Now let’s see how well you know by asking questions

1. When is it stored in the cache?

Objc_msgSend The first time a message is sent triggers a method lookup, which is then cached by calling cache_fill()Copy the code

2. When is the insect() method called?

Init Initializes objects, property get/set methods, method callsCopy the code

3. Why is bucket data lost?

The reason is that during capacity expansion, the original memory is cleared, and then the memory is applied for againCopy the code

4. How is the method cache cache_t implemented?

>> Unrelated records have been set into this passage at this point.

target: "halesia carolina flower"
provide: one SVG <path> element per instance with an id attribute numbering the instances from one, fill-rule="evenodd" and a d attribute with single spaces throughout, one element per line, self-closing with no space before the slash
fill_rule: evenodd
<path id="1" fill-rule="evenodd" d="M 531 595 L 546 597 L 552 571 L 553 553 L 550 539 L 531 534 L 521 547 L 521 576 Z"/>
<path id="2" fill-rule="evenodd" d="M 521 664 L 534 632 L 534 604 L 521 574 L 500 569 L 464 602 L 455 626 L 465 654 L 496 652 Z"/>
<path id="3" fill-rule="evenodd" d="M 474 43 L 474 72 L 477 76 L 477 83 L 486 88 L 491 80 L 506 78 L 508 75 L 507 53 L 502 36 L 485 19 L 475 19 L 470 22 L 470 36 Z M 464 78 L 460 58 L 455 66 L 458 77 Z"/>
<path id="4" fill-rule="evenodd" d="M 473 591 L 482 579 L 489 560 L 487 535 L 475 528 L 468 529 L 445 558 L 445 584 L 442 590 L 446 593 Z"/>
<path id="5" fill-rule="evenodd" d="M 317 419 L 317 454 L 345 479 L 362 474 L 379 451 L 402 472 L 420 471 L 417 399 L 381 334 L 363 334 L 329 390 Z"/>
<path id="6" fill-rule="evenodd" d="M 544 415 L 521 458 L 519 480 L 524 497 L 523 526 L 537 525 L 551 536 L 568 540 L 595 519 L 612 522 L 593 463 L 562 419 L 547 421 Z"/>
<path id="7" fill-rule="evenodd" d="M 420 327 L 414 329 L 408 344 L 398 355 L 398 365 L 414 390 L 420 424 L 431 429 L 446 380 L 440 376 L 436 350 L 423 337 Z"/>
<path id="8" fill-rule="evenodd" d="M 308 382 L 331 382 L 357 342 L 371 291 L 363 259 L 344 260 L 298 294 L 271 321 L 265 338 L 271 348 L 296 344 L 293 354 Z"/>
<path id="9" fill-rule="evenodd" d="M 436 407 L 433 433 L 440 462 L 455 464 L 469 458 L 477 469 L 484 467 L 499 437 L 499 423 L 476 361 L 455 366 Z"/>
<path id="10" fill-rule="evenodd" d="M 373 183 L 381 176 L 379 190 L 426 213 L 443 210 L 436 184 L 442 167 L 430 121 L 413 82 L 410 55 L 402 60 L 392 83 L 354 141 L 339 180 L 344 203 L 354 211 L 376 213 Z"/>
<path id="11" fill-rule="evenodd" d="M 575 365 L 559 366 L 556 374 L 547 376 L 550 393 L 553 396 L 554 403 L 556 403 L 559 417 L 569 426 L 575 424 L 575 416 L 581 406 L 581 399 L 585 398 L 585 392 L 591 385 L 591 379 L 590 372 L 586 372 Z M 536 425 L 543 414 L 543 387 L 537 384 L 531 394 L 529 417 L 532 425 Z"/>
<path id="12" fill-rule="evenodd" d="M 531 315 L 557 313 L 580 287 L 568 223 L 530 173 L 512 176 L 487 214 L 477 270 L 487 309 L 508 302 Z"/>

The hash table technology key-value is used to cache the method that has been called, which can improve the method search speedCopy the code

5. Why is Capacity 1 needed for mask

The index of the cache location, the index of the cache method, must be less than or equal to the length of the hash table, minus 1, so that no bounds are crossedCopy the code

The basic principles of cache_t are covered here, but the code and implementation are not posted here. If you are interested, download the source code and play around with it.